Domestic abuse training

RRV with blurred paramedic

COVID-19 and the lockdown months have proved a worrying and isolating time for everyone – but particularly so for adults and children living with abuse. For some, the home is not likely to be a safe place and safety measures such as social distancing and self-isolation could be used as a tool of coercive and controlling behaviour by perpetrators.

The reported incidents of domestic abuse have escalated since lockdown, with a rise in domestic homicide and serious assault particularly.
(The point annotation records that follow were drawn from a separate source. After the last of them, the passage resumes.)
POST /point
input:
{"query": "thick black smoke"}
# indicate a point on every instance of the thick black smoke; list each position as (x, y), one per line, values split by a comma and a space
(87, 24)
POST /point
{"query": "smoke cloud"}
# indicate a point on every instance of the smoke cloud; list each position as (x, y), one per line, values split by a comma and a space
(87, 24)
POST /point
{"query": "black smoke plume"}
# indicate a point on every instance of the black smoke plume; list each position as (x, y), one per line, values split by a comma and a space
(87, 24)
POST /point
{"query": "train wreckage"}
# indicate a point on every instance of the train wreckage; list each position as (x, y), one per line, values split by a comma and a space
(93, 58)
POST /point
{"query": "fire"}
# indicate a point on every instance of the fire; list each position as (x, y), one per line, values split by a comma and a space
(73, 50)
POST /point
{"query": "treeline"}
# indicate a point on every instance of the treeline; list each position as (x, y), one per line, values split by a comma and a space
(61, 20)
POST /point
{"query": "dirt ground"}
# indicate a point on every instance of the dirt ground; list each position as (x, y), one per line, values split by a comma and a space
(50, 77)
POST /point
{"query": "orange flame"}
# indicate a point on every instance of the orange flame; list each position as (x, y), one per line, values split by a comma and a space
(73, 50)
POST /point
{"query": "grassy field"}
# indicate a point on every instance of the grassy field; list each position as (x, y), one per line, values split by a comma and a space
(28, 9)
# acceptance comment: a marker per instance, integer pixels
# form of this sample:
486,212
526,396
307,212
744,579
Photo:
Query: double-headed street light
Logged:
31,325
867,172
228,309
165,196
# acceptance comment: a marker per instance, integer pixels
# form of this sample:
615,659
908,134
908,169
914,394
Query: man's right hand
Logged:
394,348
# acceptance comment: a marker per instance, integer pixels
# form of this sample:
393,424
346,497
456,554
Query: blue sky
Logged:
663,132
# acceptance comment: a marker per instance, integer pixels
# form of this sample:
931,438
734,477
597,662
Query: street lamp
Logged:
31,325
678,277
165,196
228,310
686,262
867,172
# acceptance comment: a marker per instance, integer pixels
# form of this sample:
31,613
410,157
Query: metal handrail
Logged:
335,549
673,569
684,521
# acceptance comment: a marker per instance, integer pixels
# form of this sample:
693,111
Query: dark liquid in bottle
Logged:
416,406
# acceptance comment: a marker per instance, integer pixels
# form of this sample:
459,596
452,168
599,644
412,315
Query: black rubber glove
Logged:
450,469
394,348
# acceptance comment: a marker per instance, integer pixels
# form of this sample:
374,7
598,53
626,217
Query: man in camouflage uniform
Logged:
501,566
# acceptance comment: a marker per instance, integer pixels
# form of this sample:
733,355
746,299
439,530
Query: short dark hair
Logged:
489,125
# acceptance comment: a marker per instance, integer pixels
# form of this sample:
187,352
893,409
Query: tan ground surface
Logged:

Charities such as Women’s Aid and Refuge have expressed concern that household isolation has heavily impacted victims suffering domestic abuse and as an ambulance service, we are in a unique position when it comes to recognising and referring potential victims.

In 2019, 576,000 men and 1.2 million women were victims of domestic abuse (Mankind) equating to two female victims for every male victim. Not only affecting adults, 62% of children in households where domestic violence is happening are also directly harmed, and between 2005 and 2015 19 children were killed by violent parents. EEAST employ more than 4,000 fantastic staff and are supported by more than 1,500 dedicated volunteers. This means that for every patient facing member of staff, there is a potential that you are going to be that person that comes in to contact with a victim of domestic abuse as well as being aware of your colleagues too.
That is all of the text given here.